As anyone familiar with the topic knows a lot goes into understanding the conflict. It is not a simple black and white situation. If it was we would not still be struggling with it seventy years after the state of Israel was declared. When studying the conflict, you have to learn about the history and culture of both Israel and Palestine.
Lucking out with a cool eighty-something degree day, we went on a walking tour of the heart of Tel Aviv to learn more about Jewish history and how it led to the country of Israel we know of today. Starting at Independence hall, we listened to the story of how Israel declared independence; hearing valuable little tidbits such as the fact that on May 14th, 1948 when Israel declared independence the people there signed a blank piece of paper because the official document was still being drafted and would be printed onto the signed paper later.
Next, we walked to the Shalom Towers lobby where an exhibit of early life in Israel was. Here our guide talked about the Sabras. These are Jews that are “tough on the outside but sweet on the inside.” Sabras did not want to be associated with the helpless image Jews picked up in Europe during the Holocaust. The photos in this lobby were of the first generation of Sabra Jews showing their health and success in their new land. I felt captivated by the photo of a young man with the strength to hold the woman above his head while she has the athletic ability to do a backbend. This generation was determined to change the narrative. Jews were not going to be the victim anymore.
As we walked, we were fed with continuous facts about Israel’s history since independence was declared. Arriving in Rabin Square, I listened intently as the guide told us the history of Yitzhak Rabin, the Prime Minister of Israel in the 1990’s that was assassinated for his attempt to make a peaceful two state solution. During his time in office was the closest the conflict has ever got to a two-state solution. It is hard to picture what would have happened in terms of the conflict if Rabin had survived. Would there have finally been peace? Would another war over the land erupted?

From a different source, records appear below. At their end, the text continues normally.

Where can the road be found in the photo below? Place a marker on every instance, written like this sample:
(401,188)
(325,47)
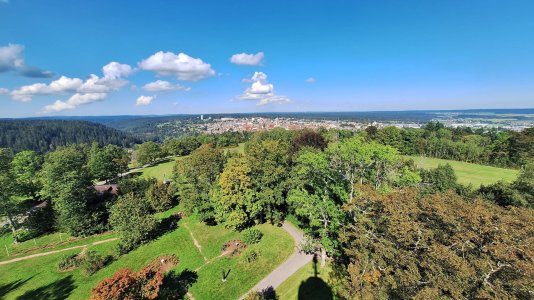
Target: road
(296,261)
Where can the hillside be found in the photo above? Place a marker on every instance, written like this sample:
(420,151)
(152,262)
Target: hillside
(46,135)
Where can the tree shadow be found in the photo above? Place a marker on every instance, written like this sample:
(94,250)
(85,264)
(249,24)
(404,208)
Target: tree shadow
(14,285)
(175,286)
(314,288)
(58,290)
(167,224)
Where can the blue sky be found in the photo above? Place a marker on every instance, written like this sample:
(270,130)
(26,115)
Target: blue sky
(296,56)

Ending our tour with the topic of the IDF, we observed the squared off area of IDF buildings in Tel Aviv. It was here we discussed the many benefits those who serve receive. We also discussed how not every Israeli has to serve if they can prove a legitimate reason to not be drafted; though it might be in their best interest to serve. My mind was filled with questions as we made the journey back to our hostile. There is still so much I do not know. I look forward to going to bed tonight in order to wake up early in hopes to understand a little bit more.